Le gouvernement a décidé le 2e confinement au vu de la dégradation manifeste de la situation épidémique. Dans son bulletin hebdomadaire, basé sur les données consolidées de la semaine du 19 au 24 octobre, Santé Publique France souligne que la plus forte progression des contaminations a lieu chez les plus de 65 ans

Dans son bulletin épidémiologique, Santé Publique France n'a pas caché qu'il fallait s'attendre à un nombre d'hospitalisation et d'entrées en réanimation plus important encore dans les semaines à venir
Dans son bulletin épidémiologique, Santé Publique France n'a pas caché qu'il fallait s'attendre à un nombre d'hospitalisation et d'entrées en réanimation plus important encore dans les semaines à venir © Maxppp / Thierry NICOLAS

"La deuxième vague sera sans doute plus dure et plus meurtrière que la première" déclarait jeudi soir Emmanuel Macron en annonçant le deuxième confinement. Le chef de l'État n'a pas caché la dure réalité qui attend les soignants : près de 9 000 patients en réanimation à la mi-novembre "quoi que nous fassions". La date de mi novembre n'est pas prononcée au hasard : elle fait état du décalage systématique qui existe entre le moment où une personne est testée positive et la dégradation éventuelle de son état de santé qui peut la conduire à l’hôpital, parfois même en réanimation. Et pour la grande majorité, ces malades seront dans la tranche des 65 ans et plus

Dans son bulletin épidémiologique, Santé Publique France n'a pas caché qu'il fallait s'attendre à un nombre d'hospitalisation et d'entrées en réanimation plus important encore dans les semaines à venir.
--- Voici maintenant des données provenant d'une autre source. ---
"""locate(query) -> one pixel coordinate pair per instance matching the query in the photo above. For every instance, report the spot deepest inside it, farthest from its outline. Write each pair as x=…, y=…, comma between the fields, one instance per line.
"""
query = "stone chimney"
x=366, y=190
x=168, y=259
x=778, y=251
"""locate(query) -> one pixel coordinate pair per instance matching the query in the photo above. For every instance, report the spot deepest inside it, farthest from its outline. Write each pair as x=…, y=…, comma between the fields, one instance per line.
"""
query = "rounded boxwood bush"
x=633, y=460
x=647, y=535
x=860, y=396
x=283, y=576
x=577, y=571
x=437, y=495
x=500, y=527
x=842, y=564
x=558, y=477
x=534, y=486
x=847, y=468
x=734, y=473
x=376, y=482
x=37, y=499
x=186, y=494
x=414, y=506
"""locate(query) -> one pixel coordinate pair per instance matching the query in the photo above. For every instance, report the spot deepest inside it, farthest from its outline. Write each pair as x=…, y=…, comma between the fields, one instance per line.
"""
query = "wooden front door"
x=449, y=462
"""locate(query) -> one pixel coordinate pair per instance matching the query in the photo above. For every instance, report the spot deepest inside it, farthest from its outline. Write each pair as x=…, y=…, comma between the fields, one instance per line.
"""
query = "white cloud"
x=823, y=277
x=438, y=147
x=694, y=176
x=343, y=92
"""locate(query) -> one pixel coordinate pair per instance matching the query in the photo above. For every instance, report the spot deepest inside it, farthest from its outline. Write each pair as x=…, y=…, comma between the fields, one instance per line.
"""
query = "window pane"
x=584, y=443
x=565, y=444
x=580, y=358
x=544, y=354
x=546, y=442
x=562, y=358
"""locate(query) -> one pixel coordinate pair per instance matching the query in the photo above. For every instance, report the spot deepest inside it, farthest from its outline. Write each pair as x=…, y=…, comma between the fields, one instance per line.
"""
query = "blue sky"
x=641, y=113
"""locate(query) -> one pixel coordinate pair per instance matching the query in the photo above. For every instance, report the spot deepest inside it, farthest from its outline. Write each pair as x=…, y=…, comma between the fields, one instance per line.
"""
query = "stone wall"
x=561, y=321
Le résultat des données consolidées de la semaine 43, soit celle du 19 au 24 octobre, le montre : "Il y a une très forte progression du nombre de cas confirmés chez cette catégorie là" a détaillé ce vendredi matin Christine Campèse, épidémiologiste à Santé Publique France, en précisant qu'il y avait 68% de cas supplémentaires chez les plus de 65 ans et 89% chez les 75 ans et plus. "Si l'on regarde par rapport à début septembre, on voit que le nombre de cas a été multiplié par 7 chez les 65-74 ans. Pour les hospitalisations, c'est 8 fois plus. Pour les réanimations 7 fois plus" dit-elle. 

Plus d'entrées en réanimation c'est aussi plus de décès à craindre

Ces augmentations conduiront mathématiquement à une augmentation du nombre de décès d'ici quelques semaines, toujours en raison du décalage dans les données. Selon le bulletin hebdomadaire, pas de changement sur le profil des victimes, toujours âgées de plus de 65 ans pour 9 sur 10 d'entre elles. 

Depuis le 19 octobre, il y a une remontée du nombre de morts parmi les résidents d'EHPAD. Deux régions sont particulièrement touchées: Auvergne Rhône Alpes et Provence Alpes Côte d'azur. 

Pourquoi certaines villes sont particulièrement touchées

Pour l'incidence, Saint Etienne atteint le taux record en semaine 43 de 1 145 cas/ 100 000 habitants, sans que les épidémiologistes ne puissent clairement en identifier la raison. Avec Lyon, Clermont-Ferrand et Grenoble, ce sont des villes densément peuplées, à forte présence étudiante, avec une importante porosité entre les classes d'âge, selon Patrick Rolland de SPF. L'épidémiologiste évoque également "un respect des mesures barrières plus difficile à mettre en oeuvre". Mais d'autres métropoles sont dans cette configuration et n'ont pas connu ce regain épidémique. Du moins pas lors de la première semaine de congés de la Toussaint. 

Actuellement, le nombre de cas double tous les 13 jours, selon Santé Publique France. La décrue, qui ne devrait pas commencer avant le pic épidémique de mi-novembre, prendra vraisemblablement le même tempo. Autant dire que pour atteindre les 5 000 cas par semaine, seuil de contrôle, il faudrait 10 semaines, selon ce calcul . 

Au delà de notre pays, toute l'Europe est vulnérable, souligne Santé Publique France. Et les indicateurs grimpent fort. En moyenne 33% de cas et 35% de décès. La Belgique est fortement impactée.